Notice that all that time, the system is fully capable of forwarding packets, as FIB was sort of frozen (i.e. the NSF was active). But because of the state change above, the neighboring devices might have ceased to forward traffic through VSS pair or tore down neighborship relationship.
When the RIB is complete and all the SSO-supporting processes report that they are done, the synchronization of RIB->FIB is reestablished, and eventually the FIBs of all CPUs, linecards, PFC/DFC are updated accordingly. The SSO/NSF procedure is complete.
Later on, at some point, the EOT process is scheduled to run again. When running, it sees that the tracked object (the route) is present; it puts it into up state and notifies the subscribed processes.
When the subscribed process runs, it reacts to the track state change by changing its own state back.

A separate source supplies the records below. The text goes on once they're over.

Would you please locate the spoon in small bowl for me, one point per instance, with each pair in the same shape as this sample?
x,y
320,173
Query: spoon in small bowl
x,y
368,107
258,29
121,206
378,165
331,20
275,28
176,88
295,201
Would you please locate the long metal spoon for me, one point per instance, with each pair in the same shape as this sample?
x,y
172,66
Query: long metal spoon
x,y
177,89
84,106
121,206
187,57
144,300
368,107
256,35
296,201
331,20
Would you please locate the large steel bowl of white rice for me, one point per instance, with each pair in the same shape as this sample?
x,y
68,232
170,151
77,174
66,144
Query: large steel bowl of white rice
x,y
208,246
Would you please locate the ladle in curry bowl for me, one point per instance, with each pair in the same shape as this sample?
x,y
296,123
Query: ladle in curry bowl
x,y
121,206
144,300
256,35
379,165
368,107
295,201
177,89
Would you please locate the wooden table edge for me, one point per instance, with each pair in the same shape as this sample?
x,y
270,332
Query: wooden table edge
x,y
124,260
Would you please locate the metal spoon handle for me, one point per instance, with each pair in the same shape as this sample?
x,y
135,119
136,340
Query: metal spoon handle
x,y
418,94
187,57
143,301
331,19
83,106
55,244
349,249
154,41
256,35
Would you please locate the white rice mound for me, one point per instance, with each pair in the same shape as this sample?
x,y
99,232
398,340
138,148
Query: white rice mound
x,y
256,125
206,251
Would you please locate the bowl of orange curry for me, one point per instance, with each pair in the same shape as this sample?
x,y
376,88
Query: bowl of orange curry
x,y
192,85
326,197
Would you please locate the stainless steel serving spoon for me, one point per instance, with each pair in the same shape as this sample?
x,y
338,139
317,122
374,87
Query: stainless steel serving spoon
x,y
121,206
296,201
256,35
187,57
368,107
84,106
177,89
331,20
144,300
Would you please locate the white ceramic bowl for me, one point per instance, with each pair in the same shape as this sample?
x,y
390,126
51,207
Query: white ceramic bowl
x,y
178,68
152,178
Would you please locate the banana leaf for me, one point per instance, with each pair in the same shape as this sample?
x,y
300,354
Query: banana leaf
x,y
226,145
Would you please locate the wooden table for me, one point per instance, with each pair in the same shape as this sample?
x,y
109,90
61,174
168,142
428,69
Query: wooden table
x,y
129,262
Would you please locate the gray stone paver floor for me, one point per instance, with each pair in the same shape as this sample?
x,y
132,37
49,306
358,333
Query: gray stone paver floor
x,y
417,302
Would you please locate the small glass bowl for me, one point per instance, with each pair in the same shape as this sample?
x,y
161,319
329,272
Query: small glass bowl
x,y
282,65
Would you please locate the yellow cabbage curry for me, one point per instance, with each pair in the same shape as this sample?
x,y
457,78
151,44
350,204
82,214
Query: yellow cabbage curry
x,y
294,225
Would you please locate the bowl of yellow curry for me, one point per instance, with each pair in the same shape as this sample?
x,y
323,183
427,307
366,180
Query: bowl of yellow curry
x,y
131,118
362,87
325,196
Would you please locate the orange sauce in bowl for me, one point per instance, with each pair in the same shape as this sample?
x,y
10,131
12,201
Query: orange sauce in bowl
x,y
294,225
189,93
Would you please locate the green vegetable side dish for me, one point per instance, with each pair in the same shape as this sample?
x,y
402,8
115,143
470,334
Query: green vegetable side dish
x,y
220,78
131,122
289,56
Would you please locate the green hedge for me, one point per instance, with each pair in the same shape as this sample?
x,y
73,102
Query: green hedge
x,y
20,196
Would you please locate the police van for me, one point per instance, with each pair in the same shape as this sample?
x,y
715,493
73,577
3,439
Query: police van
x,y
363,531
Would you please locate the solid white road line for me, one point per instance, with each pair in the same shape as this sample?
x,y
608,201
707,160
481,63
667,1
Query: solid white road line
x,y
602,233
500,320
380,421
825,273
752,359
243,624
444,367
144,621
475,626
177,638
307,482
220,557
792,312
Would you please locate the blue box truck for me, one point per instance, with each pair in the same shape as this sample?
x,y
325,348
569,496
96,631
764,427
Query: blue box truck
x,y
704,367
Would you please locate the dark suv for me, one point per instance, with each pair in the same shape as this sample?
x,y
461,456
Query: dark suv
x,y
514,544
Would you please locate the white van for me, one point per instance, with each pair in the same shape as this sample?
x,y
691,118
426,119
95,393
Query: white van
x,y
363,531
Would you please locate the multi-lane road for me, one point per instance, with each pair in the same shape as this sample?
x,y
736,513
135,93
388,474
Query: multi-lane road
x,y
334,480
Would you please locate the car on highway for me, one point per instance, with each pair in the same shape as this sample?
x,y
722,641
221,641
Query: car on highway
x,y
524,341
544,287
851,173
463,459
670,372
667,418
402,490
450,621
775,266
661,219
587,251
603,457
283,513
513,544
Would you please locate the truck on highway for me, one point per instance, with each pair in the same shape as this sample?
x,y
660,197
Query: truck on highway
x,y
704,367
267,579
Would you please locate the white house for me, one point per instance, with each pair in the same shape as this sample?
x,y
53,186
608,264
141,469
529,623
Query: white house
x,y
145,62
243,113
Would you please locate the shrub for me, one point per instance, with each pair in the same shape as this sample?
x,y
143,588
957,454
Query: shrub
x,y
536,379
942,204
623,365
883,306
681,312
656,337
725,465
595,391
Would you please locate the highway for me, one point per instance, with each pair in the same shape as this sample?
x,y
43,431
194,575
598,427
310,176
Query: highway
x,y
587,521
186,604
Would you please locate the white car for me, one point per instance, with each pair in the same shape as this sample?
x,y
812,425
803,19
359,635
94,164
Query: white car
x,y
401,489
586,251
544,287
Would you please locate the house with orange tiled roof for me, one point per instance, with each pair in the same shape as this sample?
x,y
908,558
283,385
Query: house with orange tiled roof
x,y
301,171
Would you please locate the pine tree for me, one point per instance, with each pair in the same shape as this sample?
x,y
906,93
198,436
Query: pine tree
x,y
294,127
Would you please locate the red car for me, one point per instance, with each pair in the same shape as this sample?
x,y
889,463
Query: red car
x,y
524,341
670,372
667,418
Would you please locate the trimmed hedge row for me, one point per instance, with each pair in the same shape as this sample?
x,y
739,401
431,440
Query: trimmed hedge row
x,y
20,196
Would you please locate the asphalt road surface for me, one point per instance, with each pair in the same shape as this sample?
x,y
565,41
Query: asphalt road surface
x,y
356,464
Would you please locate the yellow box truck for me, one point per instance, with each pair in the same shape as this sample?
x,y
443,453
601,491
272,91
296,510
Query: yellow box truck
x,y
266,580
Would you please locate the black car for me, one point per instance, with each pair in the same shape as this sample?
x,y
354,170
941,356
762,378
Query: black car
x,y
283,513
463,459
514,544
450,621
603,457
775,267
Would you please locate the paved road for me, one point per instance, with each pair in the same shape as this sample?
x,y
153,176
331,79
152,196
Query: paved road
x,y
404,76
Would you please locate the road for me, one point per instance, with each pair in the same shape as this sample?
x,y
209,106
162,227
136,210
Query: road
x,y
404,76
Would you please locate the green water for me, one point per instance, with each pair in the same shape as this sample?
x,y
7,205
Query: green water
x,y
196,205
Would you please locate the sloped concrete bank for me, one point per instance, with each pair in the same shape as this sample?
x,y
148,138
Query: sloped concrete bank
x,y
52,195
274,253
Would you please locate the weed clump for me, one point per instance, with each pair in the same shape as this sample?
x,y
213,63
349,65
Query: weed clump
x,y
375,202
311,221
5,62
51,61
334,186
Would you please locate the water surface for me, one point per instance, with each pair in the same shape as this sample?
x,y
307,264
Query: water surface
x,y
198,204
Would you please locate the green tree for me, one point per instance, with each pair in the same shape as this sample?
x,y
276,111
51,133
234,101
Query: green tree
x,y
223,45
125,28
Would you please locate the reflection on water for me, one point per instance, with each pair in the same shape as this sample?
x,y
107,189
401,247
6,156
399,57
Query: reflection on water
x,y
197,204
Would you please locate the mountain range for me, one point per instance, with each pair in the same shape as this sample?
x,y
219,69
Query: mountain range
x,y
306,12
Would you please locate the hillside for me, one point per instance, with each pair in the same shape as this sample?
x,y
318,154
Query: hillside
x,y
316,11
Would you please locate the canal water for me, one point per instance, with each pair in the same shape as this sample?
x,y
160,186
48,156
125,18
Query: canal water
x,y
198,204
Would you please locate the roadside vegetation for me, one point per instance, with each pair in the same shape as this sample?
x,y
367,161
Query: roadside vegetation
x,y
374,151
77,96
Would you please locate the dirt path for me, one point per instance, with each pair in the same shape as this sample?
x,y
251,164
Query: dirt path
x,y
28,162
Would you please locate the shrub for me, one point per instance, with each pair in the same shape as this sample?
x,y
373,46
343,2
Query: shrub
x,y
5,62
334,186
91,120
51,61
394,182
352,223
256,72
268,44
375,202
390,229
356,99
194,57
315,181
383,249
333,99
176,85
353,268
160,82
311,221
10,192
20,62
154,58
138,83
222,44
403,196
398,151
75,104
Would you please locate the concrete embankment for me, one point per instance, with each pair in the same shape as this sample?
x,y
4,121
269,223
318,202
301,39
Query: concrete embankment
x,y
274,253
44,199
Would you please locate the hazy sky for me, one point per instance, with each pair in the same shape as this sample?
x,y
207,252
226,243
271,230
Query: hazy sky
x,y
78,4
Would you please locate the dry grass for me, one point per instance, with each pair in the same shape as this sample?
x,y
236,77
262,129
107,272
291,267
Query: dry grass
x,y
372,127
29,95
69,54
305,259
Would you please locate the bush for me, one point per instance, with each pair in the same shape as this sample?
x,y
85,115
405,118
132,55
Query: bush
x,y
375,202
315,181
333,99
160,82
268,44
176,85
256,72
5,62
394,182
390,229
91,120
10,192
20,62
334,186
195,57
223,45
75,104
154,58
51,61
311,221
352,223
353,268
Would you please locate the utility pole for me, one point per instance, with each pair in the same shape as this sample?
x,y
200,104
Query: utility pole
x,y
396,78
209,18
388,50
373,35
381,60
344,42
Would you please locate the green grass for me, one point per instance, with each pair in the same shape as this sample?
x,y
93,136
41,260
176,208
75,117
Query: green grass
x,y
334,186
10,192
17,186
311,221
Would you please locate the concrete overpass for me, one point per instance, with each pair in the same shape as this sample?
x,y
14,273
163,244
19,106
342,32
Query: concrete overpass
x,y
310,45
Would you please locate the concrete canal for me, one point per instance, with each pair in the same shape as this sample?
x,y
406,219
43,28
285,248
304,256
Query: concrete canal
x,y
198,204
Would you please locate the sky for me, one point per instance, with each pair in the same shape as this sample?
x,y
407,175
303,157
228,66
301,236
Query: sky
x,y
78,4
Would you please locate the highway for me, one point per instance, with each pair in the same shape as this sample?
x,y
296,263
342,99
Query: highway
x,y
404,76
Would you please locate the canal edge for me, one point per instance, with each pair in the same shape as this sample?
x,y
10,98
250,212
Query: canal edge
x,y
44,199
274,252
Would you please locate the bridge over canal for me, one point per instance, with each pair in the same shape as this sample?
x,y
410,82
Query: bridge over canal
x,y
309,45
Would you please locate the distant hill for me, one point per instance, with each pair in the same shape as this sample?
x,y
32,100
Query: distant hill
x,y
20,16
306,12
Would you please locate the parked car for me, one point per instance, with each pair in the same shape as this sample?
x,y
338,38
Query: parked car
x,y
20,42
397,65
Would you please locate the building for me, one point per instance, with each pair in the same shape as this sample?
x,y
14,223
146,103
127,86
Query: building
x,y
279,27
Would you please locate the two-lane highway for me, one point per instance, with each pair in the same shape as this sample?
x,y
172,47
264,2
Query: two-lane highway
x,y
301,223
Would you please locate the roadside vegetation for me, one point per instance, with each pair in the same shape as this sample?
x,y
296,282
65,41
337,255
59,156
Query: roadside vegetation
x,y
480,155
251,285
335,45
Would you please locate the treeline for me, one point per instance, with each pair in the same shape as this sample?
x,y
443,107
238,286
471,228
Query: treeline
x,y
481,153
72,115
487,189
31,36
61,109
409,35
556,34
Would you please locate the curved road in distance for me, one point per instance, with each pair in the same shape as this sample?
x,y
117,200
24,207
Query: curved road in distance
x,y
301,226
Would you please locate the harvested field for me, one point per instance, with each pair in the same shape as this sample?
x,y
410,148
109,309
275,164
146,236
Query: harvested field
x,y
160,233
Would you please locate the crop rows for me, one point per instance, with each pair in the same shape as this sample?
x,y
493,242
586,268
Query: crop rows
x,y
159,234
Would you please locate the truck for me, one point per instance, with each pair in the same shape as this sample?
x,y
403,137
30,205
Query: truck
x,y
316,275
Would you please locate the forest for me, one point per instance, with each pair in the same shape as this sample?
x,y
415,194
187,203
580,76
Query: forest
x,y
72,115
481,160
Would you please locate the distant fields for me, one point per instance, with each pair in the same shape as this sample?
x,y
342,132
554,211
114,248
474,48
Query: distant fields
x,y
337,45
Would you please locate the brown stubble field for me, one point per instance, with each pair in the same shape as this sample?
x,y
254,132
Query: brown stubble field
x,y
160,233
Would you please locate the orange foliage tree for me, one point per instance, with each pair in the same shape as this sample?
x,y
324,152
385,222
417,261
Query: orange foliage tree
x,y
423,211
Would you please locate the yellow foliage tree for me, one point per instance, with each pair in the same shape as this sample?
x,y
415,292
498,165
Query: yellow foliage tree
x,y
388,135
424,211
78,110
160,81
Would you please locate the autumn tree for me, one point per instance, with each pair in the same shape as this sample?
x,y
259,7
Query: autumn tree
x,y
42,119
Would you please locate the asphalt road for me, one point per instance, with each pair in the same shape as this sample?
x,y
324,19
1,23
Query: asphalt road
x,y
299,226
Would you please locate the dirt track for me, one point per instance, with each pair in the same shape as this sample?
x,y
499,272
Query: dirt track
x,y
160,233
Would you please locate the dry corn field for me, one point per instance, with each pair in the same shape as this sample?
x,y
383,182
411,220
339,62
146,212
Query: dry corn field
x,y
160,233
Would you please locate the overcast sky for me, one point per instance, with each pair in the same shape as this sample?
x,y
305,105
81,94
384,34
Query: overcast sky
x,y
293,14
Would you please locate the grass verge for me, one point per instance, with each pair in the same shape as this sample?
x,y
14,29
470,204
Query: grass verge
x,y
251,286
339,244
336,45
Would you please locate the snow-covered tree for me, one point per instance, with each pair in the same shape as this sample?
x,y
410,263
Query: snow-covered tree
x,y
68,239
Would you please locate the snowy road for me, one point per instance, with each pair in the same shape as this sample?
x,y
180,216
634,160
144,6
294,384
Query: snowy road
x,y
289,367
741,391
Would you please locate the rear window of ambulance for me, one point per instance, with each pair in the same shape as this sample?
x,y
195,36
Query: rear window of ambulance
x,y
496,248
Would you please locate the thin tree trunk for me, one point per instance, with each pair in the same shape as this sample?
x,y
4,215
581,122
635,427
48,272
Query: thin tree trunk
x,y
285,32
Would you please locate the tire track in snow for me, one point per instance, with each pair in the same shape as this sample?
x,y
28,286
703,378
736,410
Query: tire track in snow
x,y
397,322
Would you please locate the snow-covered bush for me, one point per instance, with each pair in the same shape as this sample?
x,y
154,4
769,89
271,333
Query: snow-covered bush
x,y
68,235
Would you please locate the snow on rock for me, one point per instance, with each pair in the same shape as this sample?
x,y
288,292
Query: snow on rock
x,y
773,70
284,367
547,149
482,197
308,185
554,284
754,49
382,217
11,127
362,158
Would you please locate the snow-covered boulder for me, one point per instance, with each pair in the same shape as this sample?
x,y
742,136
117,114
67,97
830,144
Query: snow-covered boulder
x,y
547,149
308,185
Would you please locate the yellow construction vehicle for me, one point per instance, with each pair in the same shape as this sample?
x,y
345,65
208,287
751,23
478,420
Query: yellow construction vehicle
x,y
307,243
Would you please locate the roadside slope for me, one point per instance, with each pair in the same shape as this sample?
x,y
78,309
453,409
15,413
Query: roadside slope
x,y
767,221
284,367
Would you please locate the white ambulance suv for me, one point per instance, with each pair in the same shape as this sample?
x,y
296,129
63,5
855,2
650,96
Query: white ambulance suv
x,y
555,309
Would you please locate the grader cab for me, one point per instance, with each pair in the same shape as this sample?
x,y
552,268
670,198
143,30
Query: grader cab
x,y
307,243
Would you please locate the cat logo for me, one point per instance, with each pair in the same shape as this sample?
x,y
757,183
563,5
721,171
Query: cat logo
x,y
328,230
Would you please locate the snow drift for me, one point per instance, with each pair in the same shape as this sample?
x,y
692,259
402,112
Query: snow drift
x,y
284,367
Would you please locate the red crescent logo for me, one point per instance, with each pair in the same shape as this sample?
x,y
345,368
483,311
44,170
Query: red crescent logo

And we observe a flap, documented in the Cisco support case referenced above.
Discussion
Notice here that because the order of process execution isn't really deterministic in IOS, we can't say that the order of events will always be the same. But the fact that, unlike EOT, a routing process like EIGRP depends on IO (to send and receive packets) and will have to wait before it can ready an update to RIB, lets us assume that any other process (including EOT) will have a chance to run at least once and do their duties as configured.
Given that a routing database update is rather big, it needs some quality time with IO to be fully loaded (CPU time-wise). I think it is logical to further assume that there are several transitions of the routing process (EIGRP) between running and waiting before it eventually synchronizes. That definitely gives enough time for the scenario I describe.
As a result, we can observe the flapping event, despite SSO/NSF working correctly. The inability of EOT to work with SSO is documented by Cisco (I reference just one document above, but there are others), so flapping is not a bug but really a feature.